FOR IMMEDIATE RELEASE
Thursday, March 8, 2018
Civil Rights Groups Urge Etowah County Commission and Sheriff to Include Outdoor Recreation Access in Detention Center Renovations
Holding detained immigrants inside for months, even years without access to fresh air and sunlight may violate their constitutional rights
GADSDEN, Ala. — The Civil Rights Education and Enforcement Center (CREEC) and the Southern Poverty Law Center (SPLC) sent a letter today to the Etowah County Commission and Etowah County Sheriff, urging officials to include outdoor recreation for immigration detainees in renovation plans for the Etowah County Detention Center (ECDC).
The ECDC, located in Gadsden, Alabama, holds about 300 detained immigrants under a contract with the U.S. Marshals and Immigration and Customs Enforcement (ICE) agencies. The existing facility does not provide detainees with access to outdoor recreation, which means that some detainees spend months, or even years, without going outside.
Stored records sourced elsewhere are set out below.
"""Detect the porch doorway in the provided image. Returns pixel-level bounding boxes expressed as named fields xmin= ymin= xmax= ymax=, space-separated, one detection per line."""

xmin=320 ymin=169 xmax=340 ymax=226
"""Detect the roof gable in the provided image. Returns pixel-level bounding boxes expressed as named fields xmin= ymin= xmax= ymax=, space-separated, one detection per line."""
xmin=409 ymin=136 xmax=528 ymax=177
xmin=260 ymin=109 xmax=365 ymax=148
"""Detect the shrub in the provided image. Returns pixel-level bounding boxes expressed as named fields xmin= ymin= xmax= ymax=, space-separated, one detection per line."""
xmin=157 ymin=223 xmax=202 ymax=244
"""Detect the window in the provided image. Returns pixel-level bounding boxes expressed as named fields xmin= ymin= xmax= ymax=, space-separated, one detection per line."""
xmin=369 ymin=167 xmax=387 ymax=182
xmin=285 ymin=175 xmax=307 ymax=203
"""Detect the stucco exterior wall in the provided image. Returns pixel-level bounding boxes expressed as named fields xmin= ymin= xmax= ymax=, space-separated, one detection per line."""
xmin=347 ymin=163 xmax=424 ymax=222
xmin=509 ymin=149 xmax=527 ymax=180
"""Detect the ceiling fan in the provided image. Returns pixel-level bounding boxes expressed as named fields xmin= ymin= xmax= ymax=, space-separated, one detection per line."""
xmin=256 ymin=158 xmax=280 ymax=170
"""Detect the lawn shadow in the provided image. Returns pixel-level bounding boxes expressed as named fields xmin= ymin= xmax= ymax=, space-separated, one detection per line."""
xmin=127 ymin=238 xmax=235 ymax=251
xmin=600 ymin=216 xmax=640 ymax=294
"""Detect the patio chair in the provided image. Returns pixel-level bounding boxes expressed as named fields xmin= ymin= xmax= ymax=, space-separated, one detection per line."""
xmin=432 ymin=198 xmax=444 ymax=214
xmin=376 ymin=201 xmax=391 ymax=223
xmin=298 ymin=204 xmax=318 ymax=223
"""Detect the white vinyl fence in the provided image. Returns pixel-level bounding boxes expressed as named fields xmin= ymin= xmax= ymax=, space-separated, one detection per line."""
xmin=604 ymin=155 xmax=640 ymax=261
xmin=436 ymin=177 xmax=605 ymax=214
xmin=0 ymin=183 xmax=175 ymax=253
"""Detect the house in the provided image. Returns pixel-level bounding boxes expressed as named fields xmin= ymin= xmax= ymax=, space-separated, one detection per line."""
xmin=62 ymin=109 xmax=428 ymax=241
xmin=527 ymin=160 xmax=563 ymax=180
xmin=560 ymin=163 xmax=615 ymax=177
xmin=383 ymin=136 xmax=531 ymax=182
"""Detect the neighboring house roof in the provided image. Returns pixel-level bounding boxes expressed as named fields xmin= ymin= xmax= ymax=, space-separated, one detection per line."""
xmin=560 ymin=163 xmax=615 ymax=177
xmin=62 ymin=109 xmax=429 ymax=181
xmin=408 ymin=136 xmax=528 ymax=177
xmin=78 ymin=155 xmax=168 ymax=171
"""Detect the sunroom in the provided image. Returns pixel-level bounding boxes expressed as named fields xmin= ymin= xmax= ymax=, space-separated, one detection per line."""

Etowah County is considering renovations to the ECDC, but the plans do not appear to include outdoor recreational space.
The lack of outdoor recreational space implicates the due process rights of detainees under the U.S. Constitution, the letter says. “Not only do immigrants detained by ICE have a constitutional right to outdoor recreation while they are held at ECDC, access to physical activity, sunlight, and fresh air is crucial to their well-being,” Tim Fox, co-executive director of CREEC, said. “There is no reason the sheriff and the county cannot make outdoor recreation available to ICE detainees as part of their other changes to the facility.”
ICE’s own Performance Based National Detention Standards state that facilities should provide at least one hour, and preferably at least four hours, of access to outdoor recreation and that detainees in facilities that do not meet this standard may request a voluntary transfer to another detention center.
“The fact that the county would undertake renovations to the Etowah County Detention Center without adding access to outdoor recreation demonstrates their indifference both to the experiences of the immigrants in their custody and to the standards that govern that custody,” said Lisa Graybill, deputy legal director at the SPLC.
“If the county facility cannot meet ICE’s standards, Etowah County should not be entrusted with detainees, and ICE should place them elsewhere.”
SPLC and other groups issued a report, Shadow Prisons: Immigrant Detention in the South, on conditions, including this issue at Etowah.